Familiar as a figure of speech is the dodo bird— but no one living ever saw one, until Prof. Homer Dill, of the University of Iowa Museum, set out to re-construct the strange bird for modern eyes. After a search of many years, in which he examined crumbling old manuscripts and gathered information and measurements, he has just completed a restoration of the dodo. The original dodo bird was a flightless pigeon larger than a turkey. It lived on the island of Mauritius, off the eastern coast of Africa, until it became extinct about 1681. It had an enormous bill, short legs covered with scales, and curly tail feathers as shown in picture at the right.

  1. Sean says: November 2, 201110:16 am

    I’m assuming that the mannequin in the rear is a reconstruction of the extinct Homer Dill.

  2. Mike says: November 2, 201110:39 am

    Nope… Chuck Testa.

  3. Stephen says: November 3, 20117:05 am

    More recent reconstructions are thinner.

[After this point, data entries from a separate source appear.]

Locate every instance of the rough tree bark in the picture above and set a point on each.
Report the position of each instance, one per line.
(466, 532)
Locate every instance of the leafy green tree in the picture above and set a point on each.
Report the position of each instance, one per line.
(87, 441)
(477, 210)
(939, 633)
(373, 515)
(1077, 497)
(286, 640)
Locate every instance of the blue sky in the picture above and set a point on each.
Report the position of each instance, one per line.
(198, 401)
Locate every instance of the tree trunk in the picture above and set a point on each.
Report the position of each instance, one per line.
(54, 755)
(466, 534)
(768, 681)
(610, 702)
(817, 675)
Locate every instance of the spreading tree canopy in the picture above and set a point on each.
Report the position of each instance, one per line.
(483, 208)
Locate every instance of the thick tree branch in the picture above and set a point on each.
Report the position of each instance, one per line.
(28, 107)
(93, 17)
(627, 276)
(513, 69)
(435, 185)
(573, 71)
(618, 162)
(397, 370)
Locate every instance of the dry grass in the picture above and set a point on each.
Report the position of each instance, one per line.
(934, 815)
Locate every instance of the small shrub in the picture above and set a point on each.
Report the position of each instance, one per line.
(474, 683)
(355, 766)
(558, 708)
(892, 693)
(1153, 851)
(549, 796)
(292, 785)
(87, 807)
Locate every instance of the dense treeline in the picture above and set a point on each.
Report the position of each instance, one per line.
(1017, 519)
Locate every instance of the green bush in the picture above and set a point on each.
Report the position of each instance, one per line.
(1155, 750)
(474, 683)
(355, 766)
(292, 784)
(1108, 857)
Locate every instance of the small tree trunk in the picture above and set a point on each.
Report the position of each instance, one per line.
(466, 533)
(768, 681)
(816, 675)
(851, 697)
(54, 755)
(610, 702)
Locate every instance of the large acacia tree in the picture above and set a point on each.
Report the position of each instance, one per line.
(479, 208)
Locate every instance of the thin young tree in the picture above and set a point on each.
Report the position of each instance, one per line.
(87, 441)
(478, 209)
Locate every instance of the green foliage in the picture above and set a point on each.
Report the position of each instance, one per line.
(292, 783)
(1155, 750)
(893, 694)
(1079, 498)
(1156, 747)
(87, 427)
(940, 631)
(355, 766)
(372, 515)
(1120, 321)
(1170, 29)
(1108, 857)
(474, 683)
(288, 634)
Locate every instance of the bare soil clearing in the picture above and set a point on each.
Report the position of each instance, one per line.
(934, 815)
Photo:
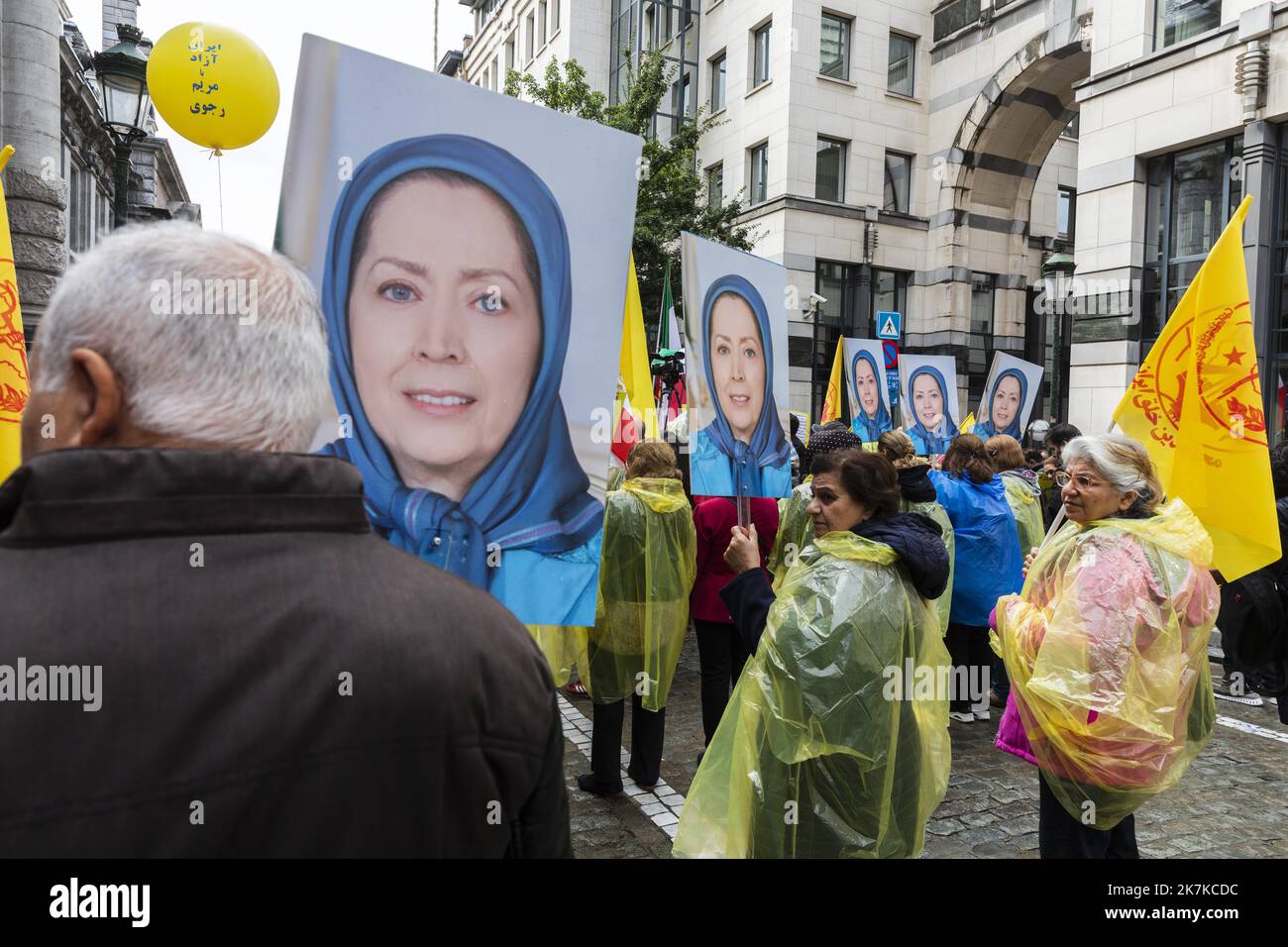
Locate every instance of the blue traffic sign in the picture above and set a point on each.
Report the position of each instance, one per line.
(889, 325)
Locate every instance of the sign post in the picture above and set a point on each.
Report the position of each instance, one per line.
(889, 328)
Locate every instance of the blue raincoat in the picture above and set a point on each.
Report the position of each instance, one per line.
(527, 530)
(720, 464)
(987, 429)
(988, 561)
(930, 442)
(868, 428)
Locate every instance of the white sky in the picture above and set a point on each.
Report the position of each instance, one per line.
(252, 175)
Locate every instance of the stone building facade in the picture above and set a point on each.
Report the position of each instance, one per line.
(931, 157)
(59, 180)
(840, 127)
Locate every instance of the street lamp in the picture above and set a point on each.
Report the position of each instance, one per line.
(1059, 266)
(123, 78)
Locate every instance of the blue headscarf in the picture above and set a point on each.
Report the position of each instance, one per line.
(987, 429)
(868, 428)
(769, 446)
(938, 440)
(533, 493)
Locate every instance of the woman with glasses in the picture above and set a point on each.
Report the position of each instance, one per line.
(1107, 651)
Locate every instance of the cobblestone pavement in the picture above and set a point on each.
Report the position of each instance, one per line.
(1232, 802)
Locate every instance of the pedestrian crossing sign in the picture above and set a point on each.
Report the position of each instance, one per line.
(889, 325)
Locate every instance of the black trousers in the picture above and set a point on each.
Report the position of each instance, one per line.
(1060, 835)
(605, 742)
(720, 656)
(973, 663)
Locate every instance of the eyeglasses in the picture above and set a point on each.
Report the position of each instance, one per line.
(1082, 482)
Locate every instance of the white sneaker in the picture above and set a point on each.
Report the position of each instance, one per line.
(1248, 698)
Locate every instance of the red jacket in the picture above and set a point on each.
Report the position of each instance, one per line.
(713, 519)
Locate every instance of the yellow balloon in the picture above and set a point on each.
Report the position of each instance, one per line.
(213, 85)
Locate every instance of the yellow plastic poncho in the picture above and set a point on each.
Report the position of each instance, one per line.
(1025, 501)
(827, 748)
(647, 571)
(616, 476)
(1107, 652)
(944, 603)
(795, 532)
(563, 647)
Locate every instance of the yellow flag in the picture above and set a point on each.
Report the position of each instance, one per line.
(1196, 403)
(634, 361)
(13, 344)
(832, 402)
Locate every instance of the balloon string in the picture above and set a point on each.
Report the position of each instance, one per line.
(219, 176)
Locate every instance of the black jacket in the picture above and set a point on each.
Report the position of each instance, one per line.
(915, 538)
(918, 541)
(228, 596)
(914, 483)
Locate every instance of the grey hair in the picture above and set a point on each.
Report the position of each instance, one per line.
(214, 339)
(1121, 460)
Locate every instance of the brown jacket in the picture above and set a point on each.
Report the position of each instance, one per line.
(275, 680)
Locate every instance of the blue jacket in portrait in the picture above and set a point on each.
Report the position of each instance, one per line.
(987, 429)
(930, 442)
(527, 530)
(719, 463)
(870, 428)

The dodos we are used to seeing in pictures (such as the one Tenniel drew for “Alice’s Adventures in Wonderland”) had been sitting around on ships for months with nothing to do but eat on the way back from Mauritius, so they had grown fat and lazy.

  4. Barry says: November 3, 20115:18 pm

    Yeah, I’ve seen many a dodo on cruise ships with exactly that problem…

  5. Darren says: November 3, 20115:31 pm

    Sean – LOL funniest comment I’ve seen in ages.